Agreed that she probably isn't the best poster child.
(the below is US-specific)
That said, sometimes in civil rights movements, you get the person you get, not the person you want, in the legal challenge. Miranda (of Miranda Rights fame) comes to mind - he still was found guilty, even with his confession thrown out, of raping a 17 year old girl after kidnapping her. Pretty disgusting specimen of humanity, yet also the disgusting specimen that created our Miranda Rights (ironically, when Miranda was murdered after being released from prison, the primary suspect refused to testify, citing his Miranda rights; He never faced trial for the murder). Virginia's sodomy law got thrown out in a case involving basically a child molester (not legally, but practically; VA doesn't consider an adult having sex with a consenting 15 year old to be child molestation, and rather than fixing THAT problem, they chose to defend the sodomy law that prohibits consensual oral and anal sex between same and opposite-sex couples). The case that threw out everyone else's sodomy law was Lawrence v.
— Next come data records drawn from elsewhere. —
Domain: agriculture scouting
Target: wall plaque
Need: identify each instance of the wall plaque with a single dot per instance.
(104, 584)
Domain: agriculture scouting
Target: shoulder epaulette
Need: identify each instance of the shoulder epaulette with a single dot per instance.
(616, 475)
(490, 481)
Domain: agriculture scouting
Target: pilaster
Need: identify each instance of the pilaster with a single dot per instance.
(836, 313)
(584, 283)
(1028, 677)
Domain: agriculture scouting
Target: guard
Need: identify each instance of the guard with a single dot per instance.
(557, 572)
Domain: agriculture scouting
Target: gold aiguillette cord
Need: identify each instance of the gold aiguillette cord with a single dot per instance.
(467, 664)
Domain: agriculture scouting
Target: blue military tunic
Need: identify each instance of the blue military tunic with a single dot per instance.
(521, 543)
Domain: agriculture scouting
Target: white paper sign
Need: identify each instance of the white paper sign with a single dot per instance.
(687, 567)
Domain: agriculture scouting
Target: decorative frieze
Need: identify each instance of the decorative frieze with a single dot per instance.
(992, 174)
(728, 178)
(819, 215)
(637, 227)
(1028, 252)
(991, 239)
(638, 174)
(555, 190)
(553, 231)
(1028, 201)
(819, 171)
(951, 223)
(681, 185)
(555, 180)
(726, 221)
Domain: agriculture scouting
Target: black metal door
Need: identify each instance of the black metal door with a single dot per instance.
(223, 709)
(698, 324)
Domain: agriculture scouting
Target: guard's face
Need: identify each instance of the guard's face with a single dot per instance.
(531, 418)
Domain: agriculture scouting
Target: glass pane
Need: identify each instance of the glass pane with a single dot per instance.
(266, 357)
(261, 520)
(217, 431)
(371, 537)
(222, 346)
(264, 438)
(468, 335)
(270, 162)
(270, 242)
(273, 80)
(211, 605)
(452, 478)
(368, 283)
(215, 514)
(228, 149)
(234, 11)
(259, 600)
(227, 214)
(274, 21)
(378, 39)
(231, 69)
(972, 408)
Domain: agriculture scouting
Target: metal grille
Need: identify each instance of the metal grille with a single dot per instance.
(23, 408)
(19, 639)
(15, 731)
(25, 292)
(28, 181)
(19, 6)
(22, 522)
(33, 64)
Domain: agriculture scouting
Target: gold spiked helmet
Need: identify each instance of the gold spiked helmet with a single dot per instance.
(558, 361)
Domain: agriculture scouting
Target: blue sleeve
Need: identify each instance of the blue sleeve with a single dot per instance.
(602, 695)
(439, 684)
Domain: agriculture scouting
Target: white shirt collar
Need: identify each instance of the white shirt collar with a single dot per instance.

Texas and involved basically three drunk and rowdy gay guys in a love trial that provoked enough anger in the third member of the triangle that the third member called the cops to report "a black guy with a gun" (the reason police entered in the first place). Not the image HRC probably was going for of two upper-middle-class (probably white, probably men) guys demonstrating love and commitment over their lifetime! Several other people who ended up getting the rest of us huge victories in court were similarly not the nice, presentable specimens that civil rights lawyers probably wanted.
There's also the distinction between throwing someone under the bus intentionally (victim blaming) vs. simply using more presentable victims to fight bad law. But I would hope that if she challenged the law that she would get the support of the community since the underlying legal issue is relevant.